Technical information
- Power: 10,000 watts

Links
- Webcast: DWDD 1134 on Ustream
- Website: Website

= DWDD-AM =

Radio station in Metro Manila, Philippines

DWDD (1134 AM) AFP Radio is a radio station owned and operated by the Department of National Defense and Armed Forces of the Philippines through its Civil Relations Service. Its radio transmitter and studios are located at PVAO Building, Camp Aguinaldo, EDSA, Quezon City. This is the radio station usually being listened to during emergencies like natural disasters.

==History==
===1986-1987: DZAF===
DWDD was established on July 10, 1986, as DZAF under the Ministry Order Number a-092. It began broadcasting on September 1, 1986, with 10 kW power from the Top Floor of the former 6th Brigade Headquarters. Despite its success, in August 1987, DZAF ceased its operations due to the exploitation by certain sectors in the military.

===1988-present: DWDD===
The station revived on January 4, 1988, under the call sign DWDD "Ang Kabalikat Radyo" with a meager 1 kW power. On August 1, 1991, it was placed under the operational control of the Office of the Deputy Chief of Staff for Civil Military Operations, J7, Armed Forces of the Philippines. On July 1, 1994, Civil Relations Service, AFP took over the administrative and operational control of the station, months after DZCA closed shop.

Following the donation of 5 units 10 kW AM Radio transmitters from the Taiwan Ministry of National Defence in April 1993, DWDD was able to operate with a 10-kW power upon the successful installation of one of the main transmitting equipment.
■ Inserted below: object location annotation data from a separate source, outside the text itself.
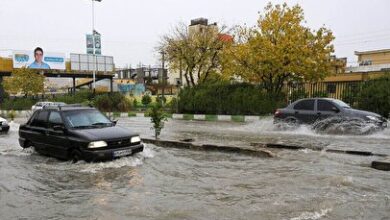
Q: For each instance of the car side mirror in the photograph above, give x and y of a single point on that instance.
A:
(335, 109)
(58, 128)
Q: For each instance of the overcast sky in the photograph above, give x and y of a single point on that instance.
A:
(131, 29)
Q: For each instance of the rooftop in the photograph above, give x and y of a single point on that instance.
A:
(372, 52)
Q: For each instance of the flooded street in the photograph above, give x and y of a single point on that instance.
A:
(167, 183)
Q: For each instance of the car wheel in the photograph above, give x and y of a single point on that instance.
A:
(292, 122)
(27, 144)
(76, 156)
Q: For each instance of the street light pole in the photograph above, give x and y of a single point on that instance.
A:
(93, 48)
(93, 41)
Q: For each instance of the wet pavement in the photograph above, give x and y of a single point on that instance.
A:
(168, 183)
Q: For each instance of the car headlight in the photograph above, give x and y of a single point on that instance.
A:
(135, 139)
(372, 118)
(97, 144)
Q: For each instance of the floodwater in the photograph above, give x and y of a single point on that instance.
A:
(168, 183)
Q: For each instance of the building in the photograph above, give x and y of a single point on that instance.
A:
(371, 61)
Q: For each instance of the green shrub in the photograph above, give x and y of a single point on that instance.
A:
(11, 115)
(112, 102)
(135, 103)
(375, 96)
(131, 114)
(211, 118)
(228, 99)
(238, 118)
(161, 99)
(188, 117)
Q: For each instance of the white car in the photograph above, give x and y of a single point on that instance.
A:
(4, 126)
(40, 105)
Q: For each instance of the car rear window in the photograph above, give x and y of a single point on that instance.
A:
(305, 105)
(323, 105)
(40, 119)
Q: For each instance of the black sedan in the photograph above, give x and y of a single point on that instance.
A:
(4, 126)
(309, 111)
(76, 133)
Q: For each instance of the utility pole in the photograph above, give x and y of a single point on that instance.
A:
(163, 72)
(93, 40)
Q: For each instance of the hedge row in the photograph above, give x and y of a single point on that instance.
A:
(229, 99)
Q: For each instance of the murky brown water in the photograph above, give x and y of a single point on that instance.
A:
(163, 183)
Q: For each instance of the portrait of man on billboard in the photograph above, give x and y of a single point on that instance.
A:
(38, 62)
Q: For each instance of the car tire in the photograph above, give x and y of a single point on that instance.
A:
(76, 156)
(27, 144)
(293, 122)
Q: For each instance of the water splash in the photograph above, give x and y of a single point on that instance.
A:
(312, 215)
(338, 125)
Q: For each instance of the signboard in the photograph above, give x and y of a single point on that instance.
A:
(94, 39)
(38, 60)
(89, 62)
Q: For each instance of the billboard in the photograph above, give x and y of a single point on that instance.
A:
(92, 40)
(38, 59)
(89, 62)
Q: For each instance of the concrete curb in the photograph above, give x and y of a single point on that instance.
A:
(378, 164)
(294, 147)
(209, 147)
(196, 117)
(381, 164)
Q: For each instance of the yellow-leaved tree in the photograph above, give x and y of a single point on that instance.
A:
(279, 49)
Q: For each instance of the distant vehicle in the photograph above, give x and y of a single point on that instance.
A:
(77, 133)
(309, 111)
(4, 126)
(39, 105)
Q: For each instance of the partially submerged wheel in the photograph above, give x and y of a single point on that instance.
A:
(76, 156)
(292, 122)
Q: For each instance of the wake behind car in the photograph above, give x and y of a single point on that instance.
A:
(309, 111)
(4, 126)
(76, 132)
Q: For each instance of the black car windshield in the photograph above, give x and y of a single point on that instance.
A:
(341, 103)
(86, 119)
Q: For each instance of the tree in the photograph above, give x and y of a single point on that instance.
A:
(25, 81)
(195, 52)
(157, 117)
(279, 50)
(146, 99)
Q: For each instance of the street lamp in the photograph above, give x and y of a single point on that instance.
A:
(93, 41)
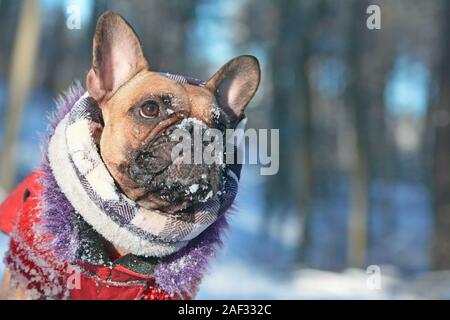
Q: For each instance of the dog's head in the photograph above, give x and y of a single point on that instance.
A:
(141, 107)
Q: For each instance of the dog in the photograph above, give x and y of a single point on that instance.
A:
(110, 214)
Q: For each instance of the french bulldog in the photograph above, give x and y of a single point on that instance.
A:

Around October 2009, it ceased its operations again to upgrade its transmission facilities. In January 2010, it was launched once again.

In 2014, DWDD started carrying the Ka-Tropa Radio branding and later in 2020 was rebranded AFP Radio.

DWDD supports national goals and helps accomplish DND and AFP missions by serving as an effective medium of information for its military and civilian personnel and the general public, not just thru radio, but also on social media, with livestreams on its official FB page and YouTube channel.